En estos tiempos de revisión de los valores humanos, mucha
gente dice que ha perdido la fe; otros, en cambio, se sienten profetas y gritan
desinteresadamente por la conversión, o reversión hacia los credos
tradicionales. Desde su propio espíritu apasionado apalean la molicie de nuestra “new-age”.
¿Fanáticos? ¿Voceros de un
negocio?... Lo cierto es que promueven milagros, como el de esta escena .
Ardiente mediodía de diciembre. Hace veinte minutos que la gente espera el
colectivo en la plaza. Por supuesto, está atrasado. Las campanas de la catedral
dan la una de la tarde con música de “Noche de Paz”.
De pronto explota la voz del predicador:
“¡Jesucristo es el único camino para la vida y la paz!”

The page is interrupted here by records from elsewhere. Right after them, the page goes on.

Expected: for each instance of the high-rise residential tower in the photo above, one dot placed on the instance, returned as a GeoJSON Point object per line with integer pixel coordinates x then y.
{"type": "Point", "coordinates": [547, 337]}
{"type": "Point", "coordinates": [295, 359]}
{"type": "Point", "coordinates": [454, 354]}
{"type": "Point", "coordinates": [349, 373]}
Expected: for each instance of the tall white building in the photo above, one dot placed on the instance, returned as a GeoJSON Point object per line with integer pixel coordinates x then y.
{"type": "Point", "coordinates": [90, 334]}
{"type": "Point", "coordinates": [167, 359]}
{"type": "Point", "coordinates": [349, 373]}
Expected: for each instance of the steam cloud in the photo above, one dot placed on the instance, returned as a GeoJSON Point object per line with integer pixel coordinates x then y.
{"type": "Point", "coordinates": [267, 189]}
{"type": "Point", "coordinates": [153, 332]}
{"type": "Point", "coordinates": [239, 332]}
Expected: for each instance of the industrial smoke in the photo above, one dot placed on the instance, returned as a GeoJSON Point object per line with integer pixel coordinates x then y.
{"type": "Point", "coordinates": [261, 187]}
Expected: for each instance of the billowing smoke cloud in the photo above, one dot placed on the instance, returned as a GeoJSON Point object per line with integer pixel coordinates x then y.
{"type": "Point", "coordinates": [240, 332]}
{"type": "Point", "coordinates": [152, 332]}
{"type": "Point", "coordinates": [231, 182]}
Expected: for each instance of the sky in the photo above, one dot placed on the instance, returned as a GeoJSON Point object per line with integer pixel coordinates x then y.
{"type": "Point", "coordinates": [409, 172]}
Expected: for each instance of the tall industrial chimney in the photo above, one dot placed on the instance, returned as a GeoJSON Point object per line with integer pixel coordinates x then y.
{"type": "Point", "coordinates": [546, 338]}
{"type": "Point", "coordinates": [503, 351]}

Personaje conocido, si los hay en
Córdoba, siempre está a la sombra este moreno robusto y cuarentón que lleva una
cadena gruesa cruzada al pecho. Debe de tener alguna conexión con la empresa de
ómnibus; parece que le avisan cuando un coche viene atrasado; entonces, brota
de improviso en su bicicleta y comienza su labor redentora.
—¿Qué
esperas? ¿Qué esperas? ¿Llegar a tiempo para que no se te derritan los helados?
¿Cuidar que no se malogren los lechones que has comprado? ¿Así preparas la
Navidad?
Los pasajeros lo ignoran, comentan
los preparativos de la fiesta, miran las palomas y otean el camino del
transporte.
—¡Gula
y pecado! ¡Así preparas la llegada de tu Redentor!
—De
Papá Noel, ‘boludo’— grita un adolescente — ¡Viva ‘la joda’! ¡Tomá unas garrapiñadas para que te las …!
Algunos le chistan al pibe; otros
se ríen y lo palmean.
Se palpa el nerviosismo de los
que esperan. Tantean sus bolsos: efectivamente, se están ablandando los congelados.
—¡Hijo
de las Tinieblas! ¡Te vas a condenar!¡Traigo el aviso de la Justicia Divina!—sacude la estrepitosa cadena—¡Adoras a tu estómago, glotón
impío!¡Ya estás cebado, entonces!¡Tienes el cuchillo en tu barriga!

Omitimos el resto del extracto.